The legal opinion for military interrogators was
virtually identical to an earlier memo that Yoo had written in August
2002 for CIA interrogators. Widely called the Torture Memo, it
provided CIA interrogators with the legal authority to use
long-outlawed tactics, such as waterboarding, when interrogating
so-called high-level terrorist suspects.
In declaring that the
United States does not engage in torture, Bush administration officials
appear to be relying on a narrower U.S. definition of torture than that
is accepted under international law, such as the 1984 Convention
Against Torture that was signed by the Reagan administration in 1988
and ratified by the U.S. Senate in 1994.
The threshold for
torture is lower under international law: acts that do not amount to
torture under U.S. law may do so under international law, wrote
Philippe Sands, law professor at University College London, in a column
published in the Dec. 9, 2005, edition of The Financial Times.
- Waterboarding
strapping a detainee to a board and dunking him under water so he
believes that he might drown plainly constitutes torture under
international law, even if it may not do so under U.S. law.
- When
the U.S. joined the 1984 convention it entered an understanding on
the definition of torture, to the effect that the international
definition was to be read as being consistent with the U.S. definition
The administration relies on the understanding.
- So, when Ms.
Rice says the U.S. does not do torture or render people to countries
that practice torture, she does not rely on the international
definition.

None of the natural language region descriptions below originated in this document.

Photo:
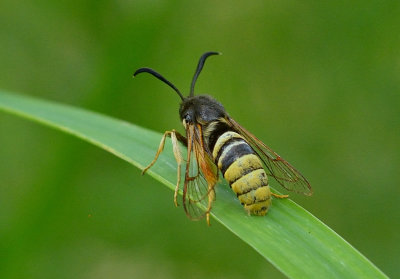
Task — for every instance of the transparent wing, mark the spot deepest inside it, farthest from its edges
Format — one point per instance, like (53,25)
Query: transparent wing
(201,175)
(284,173)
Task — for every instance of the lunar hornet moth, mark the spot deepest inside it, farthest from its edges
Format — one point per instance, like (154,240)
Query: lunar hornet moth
(217,143)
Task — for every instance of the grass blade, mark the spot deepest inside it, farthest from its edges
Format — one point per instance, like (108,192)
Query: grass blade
(292,239)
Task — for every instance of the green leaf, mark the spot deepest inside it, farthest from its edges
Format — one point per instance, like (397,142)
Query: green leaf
(292,239)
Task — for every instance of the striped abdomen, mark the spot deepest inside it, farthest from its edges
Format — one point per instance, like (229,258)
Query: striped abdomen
(242,168)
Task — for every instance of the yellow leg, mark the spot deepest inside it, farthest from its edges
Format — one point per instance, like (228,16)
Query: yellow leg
(175,136)
(211,198)
(280,196)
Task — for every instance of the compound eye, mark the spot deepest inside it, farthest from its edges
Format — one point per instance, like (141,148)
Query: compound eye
(188,119)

That is wrong: the convention does not allow each country
to adopt its own definition, otherwise the convention's obligations
would become meaningless. That is why other governments believe the
U.S. understanding cannot affect U.S. obligations under the
convention.
At the June 22, 2004, news conference, Gonzales
said the White House defined torture as a a specific intent to inflict
severe physical or mental harm or suffering. That's the definition that
Congress has given us and that's the definition that we use.
However,
on March 8, 2008, President Bush vetoed congressional legislation that
called for a specific ban on waterboarding and other abusive
interrogation techniques, including stripping prisoners naked,
subjecting them to extreme cold and staging mock executions.
"This
is no time for Congress to abandon practices that have a proven track
record of keeping America safe," the president said in a
radio address explaining his
veto.
- "We created alternative procedures to question the most
dangerous al-Qaeda operatives, particularly those who might have
knowledge of attacks planned on our homeland." Bush said. "If we were
to shut down this program and restrict the CIA to methods in the [Army]
field manual, we could lose vital information from senior al-Qaeda
terrorists, and that could cost American lives."